Şu ana kadar bireysel mülkiyeti etkileyen hiçbir adımın atılmadığını ve bu konuya dikkat ettiklerini söyleyen Ertuğruloğlu, "Ama iş o aşamaya da geldiğinde Osmanlı vakıf malları dahil, eski mal sahiplerinin hakları, uluslararası yasalara uygun bir formülle çözülecek duruma gelecektir. O güne gelene kadar neredeyse 50 yıldır kapalı bir şehrin altyapısının sağlıklı bir hale getirilmesi lazım. Sonuçta Maraş Türk idaresinde yaşayan bir şehre dönecek. Yani Maraş'ın Rum tarafına iadesi söz konusu değildir." dedi.
Ertuğruloğlu, Türkiye ile Yunanistan arasındaki ilişkilerin iyiye gitmesinin en fazla Kıbrıs Türkü'nü sevindireceğinin altını çizerek, bu ilişkilerin sağlıklı bir yere gelmesini en fazla arzulayanlar arasında olduklarını ancak Rum tarafı ve Yunanistan'ın ne kadar samimi olarak ilişkileri düzeltmeye yönelik politikaları sürdürülebilir şekilde uygulayacağından kuşku duyduğunu aktardı.

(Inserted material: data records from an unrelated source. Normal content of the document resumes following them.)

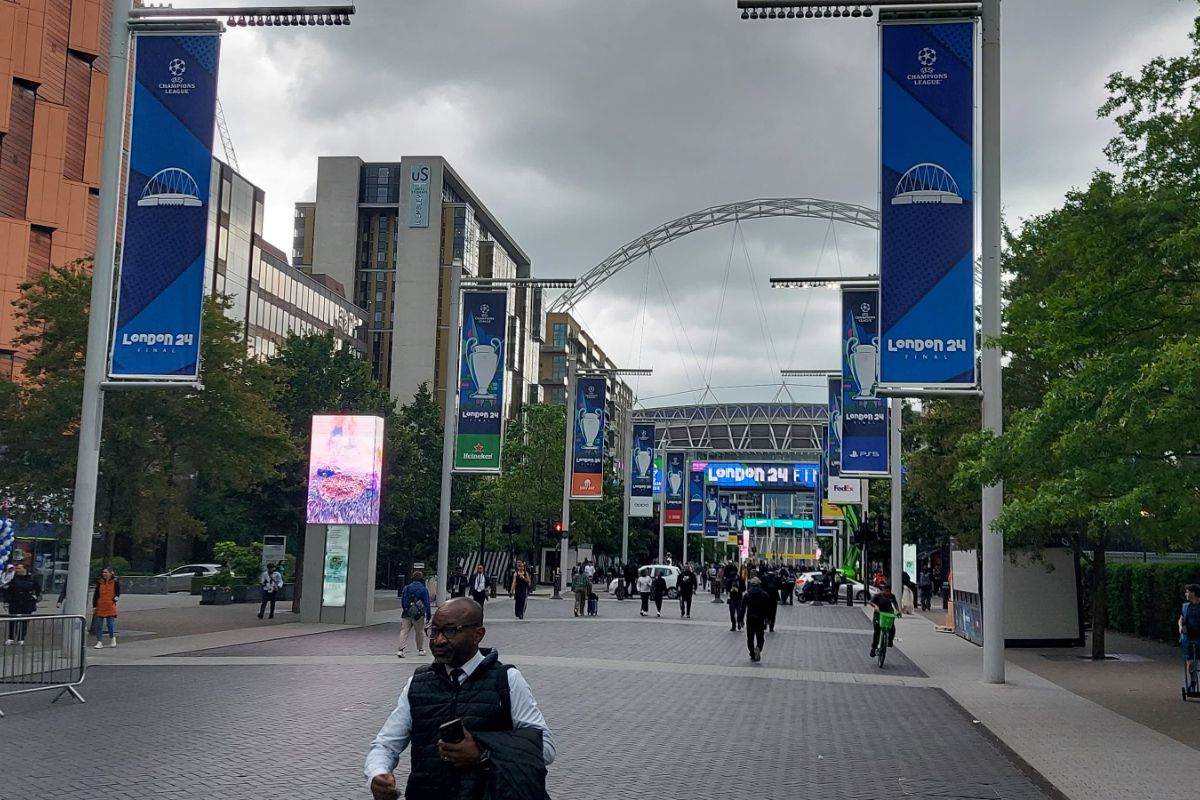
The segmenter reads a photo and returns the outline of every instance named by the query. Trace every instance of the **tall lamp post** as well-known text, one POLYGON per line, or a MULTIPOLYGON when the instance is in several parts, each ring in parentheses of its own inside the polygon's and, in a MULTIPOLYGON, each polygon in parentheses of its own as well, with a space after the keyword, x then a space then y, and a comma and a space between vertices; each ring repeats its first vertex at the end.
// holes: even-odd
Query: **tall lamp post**
MULTIPOLYGON (((183 387, 202 389, 199 382, 108 381, 108 337, 116 273, 117 214, 121 204, 125 117, 128 109, 129 40, 139 31, 220 31, 230 27, 350 24, 353 5, 281 6, 268 8, 133 8, 132 0, 113 0, 109 39, 109 80, 104 99, 104 136, 100 150, 100 202, 96 218, 96 257, 92 267, 87 351, 84 357, 83 403, 79 415, 79 450, 72 495, 71 544, 67 566, 66 613, 87 610, 88 571, 96 526, 96 490, 100 442, 104 426, 104 392, 113 389, 183 387)), ((216 124, 216 120, 213 120, 216 124)))
MULTIPOLYGON (((1003 432, 1001 399, 1003 367, 1000 348, 1000 0, 868 0, 863 3, 828 3, 815 0, 737 0, 742 19, 826 19, 871 17, 873 8, 880 16, 892 18, 978 17, 981 20, 981 84, 979 98, 982 125, 980 150, 982 175, 980 188, 983 305, 983 368, 980 390, 983 395, 983 429, 996 435, 1003 432)), ((883 394, 883 392, 881 392, 883 394)), ((944 391, 914 393, 905 390, 892 396, 962 396, 974 392, 944 391)), ((983 679, 1004 683, 1004 540, 993 529, 1004 501, 1004 486, 997 482, 983 489, 983 679)))

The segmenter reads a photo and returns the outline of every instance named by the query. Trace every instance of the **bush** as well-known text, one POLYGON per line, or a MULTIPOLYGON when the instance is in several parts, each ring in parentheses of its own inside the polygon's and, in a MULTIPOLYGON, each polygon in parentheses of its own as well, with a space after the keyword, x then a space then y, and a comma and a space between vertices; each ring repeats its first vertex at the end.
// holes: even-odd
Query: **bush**
POLYGON ((129 562, 120 556, 113 556, 107 564, 102 558, 93 558, 89 571, 93 581, 100 577, 100 570, 104 569, 105 566, 112 567, 112 571, 116 573, 118 578, 129 574, 129 562))
POLYGON ((1108 627, 1147 639, 1179 638, 1183 587, 1200 583, 1200 564, 1108 563, 1108 627))
POLYGON ((213 558, 221 565, 217 580, 209 581, 212 586, 240 586, 257 584, 262 571, 262 545, 240 545, 237 542, 217 542, 213 547, 213 558))

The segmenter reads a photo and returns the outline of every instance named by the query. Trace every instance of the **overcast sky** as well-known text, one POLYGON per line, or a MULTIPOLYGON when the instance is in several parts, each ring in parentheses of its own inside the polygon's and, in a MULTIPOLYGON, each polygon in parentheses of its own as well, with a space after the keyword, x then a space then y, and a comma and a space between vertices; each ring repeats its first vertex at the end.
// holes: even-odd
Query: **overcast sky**
MULTIPOLYGON (((229 129, 242 172, 266 190, 266 236, 285 251, 322 155, 444 155, 546 277, 582 275, 712 205, 877 206, 870 21, 743 21, 735 0, 357 7, 349 28, 238 28, 224 40, 229 129)), ((1010 223, 1103 166, 1105 77, 1184 52, 1196 12, 1190 0, 1006 0, 1010 223)), ((631 264, 577 316, 620 366, 654 368, 637 386, 646 405, 693 402, 706 385, 725 402, 769 400, 781 367, 836 369, 838 314, 834 292, 773 291, 767 279, 872 273, 875 258, 873 231, 750 220, 631 264)), ((824 395, 816 381, 789 383, 796 400, 824 395)))

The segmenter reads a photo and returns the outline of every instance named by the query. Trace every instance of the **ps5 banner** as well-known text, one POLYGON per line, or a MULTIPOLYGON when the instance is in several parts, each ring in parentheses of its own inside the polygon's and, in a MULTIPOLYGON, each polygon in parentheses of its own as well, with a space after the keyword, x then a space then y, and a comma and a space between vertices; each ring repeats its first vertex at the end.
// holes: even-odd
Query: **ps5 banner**
POLYGON ((720 495, 717 503, 717 530, 721 533, 728 533, 733 530, 731 527, 732 520, 729 516, 730 511, 732 509, 729 506, 729 495, 720 495))
POLYGON ((654 424, 633 426, 633 447, 629 451, 629 516, 654 516, 654 424))
POLYGON ((114 378, 200 375, 220 43, 217 34, 134 36, 114 378))
POLYGON ((842 477, 888 471, 887 401, 875 396, 878 306, 874 289, 842 290, 842 477))
POLYGON ((504 441, 506 292, 464 292, 455 472, 499 472, 504 441))
MULTIPOLYGON (((703 475, 704 473, 699 473, 703 475)), ((704 538, 716 539, 721 533, 721 489, 716 484, 704 486, 704 538)))
POLYGON ((683 524, 683 485, 684 466, 686 462, 683 453, 667 453, 666 497, 663 501, 663 513, 667 515, 664 525, 683 524))
POLYGON ((829 428, 825 459, 825 477, 836 478, 842 472, 842 379, 829 379, 829 428))
MULTIPOLYGON (((688 533, 704 533, 704 473, 688 474, 688 533)), ((716 535, 716 531, 713 531, 716 535)))
POLYGON ((604 391, 604 378, 575 382, 573 500, 599 500, 604 493, 604 391))
POLYGON ((885 386, 975 383, 975 23, 880 26, 885 386))

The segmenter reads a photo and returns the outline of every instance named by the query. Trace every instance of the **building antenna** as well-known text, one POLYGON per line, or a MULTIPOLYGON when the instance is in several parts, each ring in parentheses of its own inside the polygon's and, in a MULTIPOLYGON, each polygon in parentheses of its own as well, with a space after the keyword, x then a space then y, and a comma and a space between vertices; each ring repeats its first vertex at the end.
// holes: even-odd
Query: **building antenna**
POLYGON ((238 166, 237 153, 233 151, 233 139, 229 136, 229 126, 225 124, 225 109, 221 107, 221 98, 217 98, 217 131, 221 134, 221 146, 225 148, 225 161, 233 167, 233 171, 241 174, 238 166))

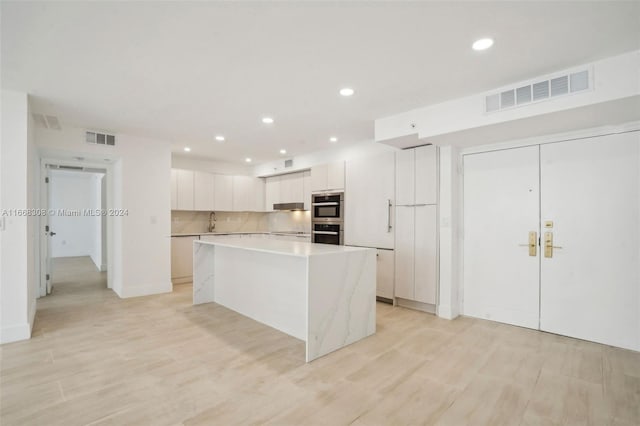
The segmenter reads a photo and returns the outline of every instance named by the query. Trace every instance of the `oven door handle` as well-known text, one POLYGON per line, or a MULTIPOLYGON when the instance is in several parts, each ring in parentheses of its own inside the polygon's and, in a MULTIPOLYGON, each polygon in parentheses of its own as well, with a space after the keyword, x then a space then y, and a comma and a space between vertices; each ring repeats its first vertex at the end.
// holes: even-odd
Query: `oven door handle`
POLYGON ((340 203, 338 203, 337 201, 334 202, 328 202, 328 203, 311 203, 312 206, 339 206, 340 203))
POLYGON ((332 231, 311 231, 311 232, 318 235, 339 235, 338 232, 332 232, 332 231))

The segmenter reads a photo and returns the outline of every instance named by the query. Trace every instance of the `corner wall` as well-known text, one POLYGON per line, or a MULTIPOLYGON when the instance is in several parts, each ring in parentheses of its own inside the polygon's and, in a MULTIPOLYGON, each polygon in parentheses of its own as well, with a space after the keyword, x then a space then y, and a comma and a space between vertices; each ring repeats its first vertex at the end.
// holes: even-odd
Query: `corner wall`
POLYGON ((26 93, 3 90, 0 142, 0 343, 31 337, 36 308, 38 253, 36 206, 31 185, 38 158, 26 93))
POLYGON ((123 298, 172 291, 170 143, 116 134, 115 147, 92 145, 84 142, 83 129, 67 126, 37 128, 36 141, 44 157, 80 155, 112 165, 108 209, 123 213, 107 217, 112 289, 123 298))

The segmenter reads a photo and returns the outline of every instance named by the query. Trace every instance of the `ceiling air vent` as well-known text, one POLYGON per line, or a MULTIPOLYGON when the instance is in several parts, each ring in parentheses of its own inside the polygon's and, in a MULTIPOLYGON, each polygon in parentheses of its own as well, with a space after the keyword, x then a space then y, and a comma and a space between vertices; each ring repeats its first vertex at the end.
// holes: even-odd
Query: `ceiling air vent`
POLYGON ((284 167, 285 168, 293 167, 293 160, 284 160, 284 167))
POLYGON ((31 114, 33 120, 36 122, 36 125, 45 129, 51 130, 62 130, 62 126, 60 126, 60 120, 55 115, 45 115, 34 112, 31 114))
POLYGON ((106 133, 87 131, 85 133, 85 142, 96 145, 115 146, 116 137, 114 135, 108 135, 106 133))
POLYGON ((570 93, 588 90, 592 85, 588 69, 549 79, 538 79, 532 81, 531 84, 486 95, 485 112, 495 112, 551 98, 555 99, 570 93))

İki ülke arasındaki ilişkilerin samimi şekilde yumuşaması halinde bunun Ada'ya da yansıyacağına işaret eden Ertuğruloğlu, "(Türkiye ile Yunanistan arasında) İnşallah sağlıklı ilişkilere geçilir ama reel politikada ülkelerin çıkarları ön plandadır. Ben Rumların ve Yunanların reel politikada bugüne kadar Türkiye ve Kıbrıs Türkü'ne yönelik samimi bir şekilde, dostluk mantalitesiyle baktıklarını görmedim, inşallah beni yanıltırlar." şeklinde konuştu.